Матвей Матвеевич начал показывать Свирину редкости – фарфор, фаянс, миниатюры, камеи, автографы царственных особ. Все дорогое, все настоящее. На дне одного сундука оказалась большая красного дерева шкатулка, а в ней целый склад футляров, в коробке – отдельно завернутый в вату и тонкую бумагу подвенечный жемчужный венок…
– Какая роскошь! Какая роскошь!
У Матвея Матвеевича дрожали руки, когда он запирал и отпирал шкафы, ящики, комоды. В потайных отделениях драгоценные камни, оправленные в старинные серебряные и золотые оправы, сплетались в звезды, цветы, арабески и холодными бесплодными слезами оплакивали нужду потомков тех, кто когда-то щеголял в этих уборах на празднествах и пирах.

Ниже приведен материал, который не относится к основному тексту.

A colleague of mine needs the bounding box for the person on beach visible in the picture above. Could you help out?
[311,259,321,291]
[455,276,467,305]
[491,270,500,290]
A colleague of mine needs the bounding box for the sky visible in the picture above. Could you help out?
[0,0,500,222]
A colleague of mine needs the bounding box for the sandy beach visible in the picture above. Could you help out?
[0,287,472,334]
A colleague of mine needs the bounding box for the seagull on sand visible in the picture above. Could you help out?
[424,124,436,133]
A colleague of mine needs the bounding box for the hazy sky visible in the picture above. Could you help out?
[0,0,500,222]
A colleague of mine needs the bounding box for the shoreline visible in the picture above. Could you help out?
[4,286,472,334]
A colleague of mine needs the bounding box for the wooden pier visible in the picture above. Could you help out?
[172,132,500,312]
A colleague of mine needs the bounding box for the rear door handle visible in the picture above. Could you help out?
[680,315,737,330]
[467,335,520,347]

Быть может, чтобы завладеть вот этим самым большим футляром с ожерельем из брильянтовых звездочек и зелеными изумрудами на подвесках, была расстреляна целая семья… И даже не одна… А этот браслет? Кто носил его? Чей это мужской портрет в медальоне с надписью о любви?

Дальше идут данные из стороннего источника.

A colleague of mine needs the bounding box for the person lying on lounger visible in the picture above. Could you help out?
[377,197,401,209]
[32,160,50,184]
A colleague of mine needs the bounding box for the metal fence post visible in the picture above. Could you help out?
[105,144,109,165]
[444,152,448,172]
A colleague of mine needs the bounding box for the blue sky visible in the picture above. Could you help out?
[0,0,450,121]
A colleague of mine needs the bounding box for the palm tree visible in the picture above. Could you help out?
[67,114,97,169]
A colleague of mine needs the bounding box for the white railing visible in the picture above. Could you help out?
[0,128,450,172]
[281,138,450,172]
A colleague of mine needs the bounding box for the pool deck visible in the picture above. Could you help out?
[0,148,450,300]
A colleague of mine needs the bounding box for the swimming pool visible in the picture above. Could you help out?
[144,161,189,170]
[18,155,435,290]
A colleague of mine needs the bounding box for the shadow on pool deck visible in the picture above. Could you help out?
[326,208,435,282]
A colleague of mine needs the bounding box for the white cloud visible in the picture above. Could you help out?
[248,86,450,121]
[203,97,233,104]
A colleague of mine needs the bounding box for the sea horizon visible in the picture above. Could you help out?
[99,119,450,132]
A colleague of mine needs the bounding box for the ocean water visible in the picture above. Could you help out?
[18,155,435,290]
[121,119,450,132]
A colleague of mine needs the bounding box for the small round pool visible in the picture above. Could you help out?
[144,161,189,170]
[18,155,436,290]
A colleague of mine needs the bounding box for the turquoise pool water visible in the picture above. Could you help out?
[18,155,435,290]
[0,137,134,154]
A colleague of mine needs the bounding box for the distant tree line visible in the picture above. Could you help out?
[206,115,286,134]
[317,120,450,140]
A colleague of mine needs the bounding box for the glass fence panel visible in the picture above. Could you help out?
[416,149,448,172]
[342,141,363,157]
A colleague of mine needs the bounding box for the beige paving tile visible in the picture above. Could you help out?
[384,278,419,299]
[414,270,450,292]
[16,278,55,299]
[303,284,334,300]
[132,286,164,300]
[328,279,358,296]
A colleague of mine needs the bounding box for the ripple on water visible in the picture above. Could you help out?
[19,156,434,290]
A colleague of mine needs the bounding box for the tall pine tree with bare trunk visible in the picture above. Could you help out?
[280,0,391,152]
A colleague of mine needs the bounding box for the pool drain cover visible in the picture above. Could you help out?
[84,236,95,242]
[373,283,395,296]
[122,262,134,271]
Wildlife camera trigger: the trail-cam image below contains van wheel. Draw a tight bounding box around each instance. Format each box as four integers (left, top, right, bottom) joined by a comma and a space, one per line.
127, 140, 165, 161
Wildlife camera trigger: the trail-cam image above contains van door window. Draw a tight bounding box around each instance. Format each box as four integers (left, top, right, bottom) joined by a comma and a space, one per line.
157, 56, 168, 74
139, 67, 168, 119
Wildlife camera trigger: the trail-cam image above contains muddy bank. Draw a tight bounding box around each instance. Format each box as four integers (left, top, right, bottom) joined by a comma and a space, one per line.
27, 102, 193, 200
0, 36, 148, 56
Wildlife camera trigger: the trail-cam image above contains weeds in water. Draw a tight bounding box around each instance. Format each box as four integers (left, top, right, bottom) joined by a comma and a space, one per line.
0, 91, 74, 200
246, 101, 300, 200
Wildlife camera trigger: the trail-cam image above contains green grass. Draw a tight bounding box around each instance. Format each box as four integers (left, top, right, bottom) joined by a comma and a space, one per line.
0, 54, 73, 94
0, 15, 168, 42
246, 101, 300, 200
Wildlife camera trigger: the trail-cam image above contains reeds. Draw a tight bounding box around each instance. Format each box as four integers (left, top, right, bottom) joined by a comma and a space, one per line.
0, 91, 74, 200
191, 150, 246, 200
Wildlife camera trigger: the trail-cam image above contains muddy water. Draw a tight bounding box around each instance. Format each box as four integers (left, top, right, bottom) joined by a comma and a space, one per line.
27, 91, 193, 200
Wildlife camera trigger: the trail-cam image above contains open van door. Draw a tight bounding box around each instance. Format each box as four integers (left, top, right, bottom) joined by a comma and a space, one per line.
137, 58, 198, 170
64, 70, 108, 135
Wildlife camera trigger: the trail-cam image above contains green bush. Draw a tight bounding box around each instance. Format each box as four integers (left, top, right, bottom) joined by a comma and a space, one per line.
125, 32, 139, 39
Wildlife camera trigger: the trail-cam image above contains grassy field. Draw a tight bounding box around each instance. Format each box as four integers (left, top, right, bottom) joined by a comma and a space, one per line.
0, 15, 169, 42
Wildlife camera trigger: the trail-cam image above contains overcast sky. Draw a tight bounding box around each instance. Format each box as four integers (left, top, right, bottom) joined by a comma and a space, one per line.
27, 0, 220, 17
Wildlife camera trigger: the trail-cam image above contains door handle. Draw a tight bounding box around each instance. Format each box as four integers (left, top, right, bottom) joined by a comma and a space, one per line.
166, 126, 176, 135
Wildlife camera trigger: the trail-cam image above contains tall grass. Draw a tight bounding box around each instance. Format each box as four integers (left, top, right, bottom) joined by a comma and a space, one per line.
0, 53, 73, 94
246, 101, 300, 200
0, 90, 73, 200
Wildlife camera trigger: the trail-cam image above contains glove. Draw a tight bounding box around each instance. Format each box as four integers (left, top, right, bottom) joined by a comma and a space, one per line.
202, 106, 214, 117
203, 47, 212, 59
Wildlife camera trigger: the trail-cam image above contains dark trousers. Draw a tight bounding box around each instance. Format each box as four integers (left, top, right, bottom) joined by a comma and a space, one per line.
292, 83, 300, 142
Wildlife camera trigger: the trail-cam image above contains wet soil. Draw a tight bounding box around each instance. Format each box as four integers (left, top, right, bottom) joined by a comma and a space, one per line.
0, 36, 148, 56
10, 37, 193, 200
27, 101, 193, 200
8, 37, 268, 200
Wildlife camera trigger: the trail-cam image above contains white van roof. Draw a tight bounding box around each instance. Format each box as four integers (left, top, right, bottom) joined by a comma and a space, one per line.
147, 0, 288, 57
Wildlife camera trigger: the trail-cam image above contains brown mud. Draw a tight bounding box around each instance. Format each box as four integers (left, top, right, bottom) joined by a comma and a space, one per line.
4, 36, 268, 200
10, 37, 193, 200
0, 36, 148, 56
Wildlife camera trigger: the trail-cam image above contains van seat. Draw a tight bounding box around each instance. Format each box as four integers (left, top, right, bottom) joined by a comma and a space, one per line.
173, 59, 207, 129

Матвей Матвеевич доволен, смеется, выносит трехногий мольберт и укрепляет на нем небольшую картину, освещает ее лампочкой, захлебываясь, в экстазе говорит, почти поет на все лады:
— Дивная вещь. Дивная, дивная…
Он судорожно выгибает большие пальцы и чертит ими в воздухе рисунок картины, чтобы изобразить энергию, с которой она была написана.

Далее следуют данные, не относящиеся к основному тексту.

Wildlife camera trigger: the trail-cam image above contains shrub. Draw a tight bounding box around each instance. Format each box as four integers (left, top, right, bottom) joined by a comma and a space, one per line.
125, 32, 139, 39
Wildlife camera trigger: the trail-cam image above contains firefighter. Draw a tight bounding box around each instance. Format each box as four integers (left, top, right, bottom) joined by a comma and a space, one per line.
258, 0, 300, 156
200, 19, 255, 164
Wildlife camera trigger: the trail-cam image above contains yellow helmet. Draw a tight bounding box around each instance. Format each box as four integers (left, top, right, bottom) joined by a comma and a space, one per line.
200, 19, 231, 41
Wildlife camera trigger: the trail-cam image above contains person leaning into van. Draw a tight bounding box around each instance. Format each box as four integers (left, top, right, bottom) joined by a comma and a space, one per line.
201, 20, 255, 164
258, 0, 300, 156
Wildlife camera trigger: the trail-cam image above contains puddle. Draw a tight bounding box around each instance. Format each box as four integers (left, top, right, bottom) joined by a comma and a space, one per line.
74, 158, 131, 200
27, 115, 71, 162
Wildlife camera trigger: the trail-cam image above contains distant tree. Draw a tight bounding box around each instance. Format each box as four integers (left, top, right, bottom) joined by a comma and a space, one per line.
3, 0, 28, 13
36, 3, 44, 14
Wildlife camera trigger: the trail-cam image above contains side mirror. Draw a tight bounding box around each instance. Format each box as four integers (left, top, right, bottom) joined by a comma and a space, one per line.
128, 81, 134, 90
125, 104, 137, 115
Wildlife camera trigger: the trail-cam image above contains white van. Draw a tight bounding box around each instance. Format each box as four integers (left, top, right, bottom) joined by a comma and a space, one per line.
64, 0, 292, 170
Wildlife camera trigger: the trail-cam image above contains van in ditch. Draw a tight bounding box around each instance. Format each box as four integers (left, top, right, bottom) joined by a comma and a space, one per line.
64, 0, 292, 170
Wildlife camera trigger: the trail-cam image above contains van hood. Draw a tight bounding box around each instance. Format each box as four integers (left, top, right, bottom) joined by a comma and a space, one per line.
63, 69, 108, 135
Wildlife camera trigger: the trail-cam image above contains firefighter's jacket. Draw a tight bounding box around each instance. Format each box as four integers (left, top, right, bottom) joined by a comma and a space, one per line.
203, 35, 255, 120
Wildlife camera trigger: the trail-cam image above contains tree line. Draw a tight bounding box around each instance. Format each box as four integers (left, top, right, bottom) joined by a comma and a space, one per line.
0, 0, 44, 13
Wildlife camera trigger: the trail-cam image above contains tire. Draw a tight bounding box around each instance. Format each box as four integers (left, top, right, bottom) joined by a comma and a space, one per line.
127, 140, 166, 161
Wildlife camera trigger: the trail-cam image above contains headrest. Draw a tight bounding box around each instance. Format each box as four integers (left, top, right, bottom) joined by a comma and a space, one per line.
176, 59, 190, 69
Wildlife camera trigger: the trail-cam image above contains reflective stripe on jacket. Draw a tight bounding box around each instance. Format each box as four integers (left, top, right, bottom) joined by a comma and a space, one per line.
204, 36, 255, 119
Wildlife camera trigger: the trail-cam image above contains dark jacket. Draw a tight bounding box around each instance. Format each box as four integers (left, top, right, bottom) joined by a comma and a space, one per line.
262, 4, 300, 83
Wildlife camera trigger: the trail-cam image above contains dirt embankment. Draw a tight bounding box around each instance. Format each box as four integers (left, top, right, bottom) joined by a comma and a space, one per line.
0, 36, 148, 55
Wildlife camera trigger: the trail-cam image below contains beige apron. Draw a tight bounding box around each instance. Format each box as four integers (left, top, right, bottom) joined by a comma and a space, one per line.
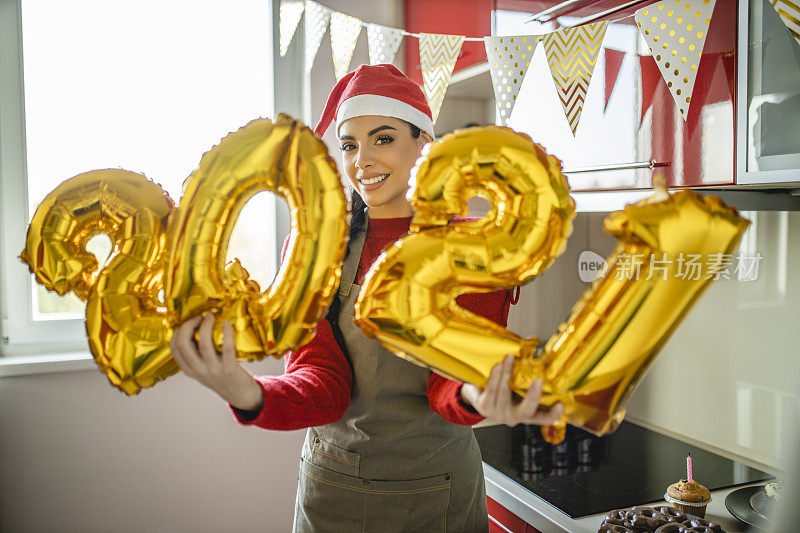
294, 225, 489, 532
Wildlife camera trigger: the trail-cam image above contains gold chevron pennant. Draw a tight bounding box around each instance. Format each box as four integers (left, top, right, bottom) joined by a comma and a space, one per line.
419, 33, 464, 123
542, 21, 608, 135
280, 0, 306, 57
331, 11, 361, 81
769, 0, 800, 48
483, 35, 537, 126
367, 24, 403, 65
306, 0, 331, 73
633, 0, 716, 120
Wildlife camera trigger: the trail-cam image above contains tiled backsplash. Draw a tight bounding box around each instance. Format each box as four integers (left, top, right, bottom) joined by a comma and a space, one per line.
509, 211, 800, 468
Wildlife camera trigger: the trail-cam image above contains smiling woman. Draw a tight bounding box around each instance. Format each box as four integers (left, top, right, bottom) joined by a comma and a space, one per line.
166, 65, 563, 532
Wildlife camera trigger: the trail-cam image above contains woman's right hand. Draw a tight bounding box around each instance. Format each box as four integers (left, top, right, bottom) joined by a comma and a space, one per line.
169, 313, 264, 411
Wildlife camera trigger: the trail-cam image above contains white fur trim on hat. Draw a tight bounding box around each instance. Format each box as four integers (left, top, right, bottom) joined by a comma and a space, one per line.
336, 94, 433, 137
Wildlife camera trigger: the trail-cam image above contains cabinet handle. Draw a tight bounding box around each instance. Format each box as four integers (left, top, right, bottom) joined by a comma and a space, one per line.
561, 160, 670, 174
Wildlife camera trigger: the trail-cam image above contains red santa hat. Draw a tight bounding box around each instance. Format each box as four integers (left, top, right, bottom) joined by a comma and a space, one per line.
314, 65, 433, 137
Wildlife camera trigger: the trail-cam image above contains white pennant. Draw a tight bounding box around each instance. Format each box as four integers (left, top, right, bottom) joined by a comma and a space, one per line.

— Непостижимая! Божественная! – глядя на картину, продолжает петь Матвей Матвеевич. Грудь, как виноград (странные сравнения были у Матвея Матвеевича). Глаза – черные жуки, которые так и шевелят лапками. Так и шевелят. А это что такое? Боже мой! Боже мой! Ласточка распрямила крылья. И смелость. И блеск красок и колорит.
Он в изнеможении опускается в кресло, роняет руки, подбородок падает на грудь.
— Трачу много…
— Но как удается приобретать столь дивные вещи?
— Батенька, Москва исчерпала себя. У меня по провинции курьеры путешествуют… всегда два, а не то и три… на них всегда много денег уходит. Может, и обойдется русская лампадка в сотку зеленых, а вместе с нею и пуд никуда не годного хлама… Ну, выбираю людей расторопных, с чутьем. Но и на старуху бывает проруха. И бывает, сознательно приобретается хлам, а счет выводится вон какой! А что слышно от нашего курьера? – тон Матвея Матвеевича стал деловым, и он вернулся в реальность.
— Что касается курьера, – Свирин посмотрел на часы, – он уже прибыл к месту назначения. Можно позвонить ему, если хотите.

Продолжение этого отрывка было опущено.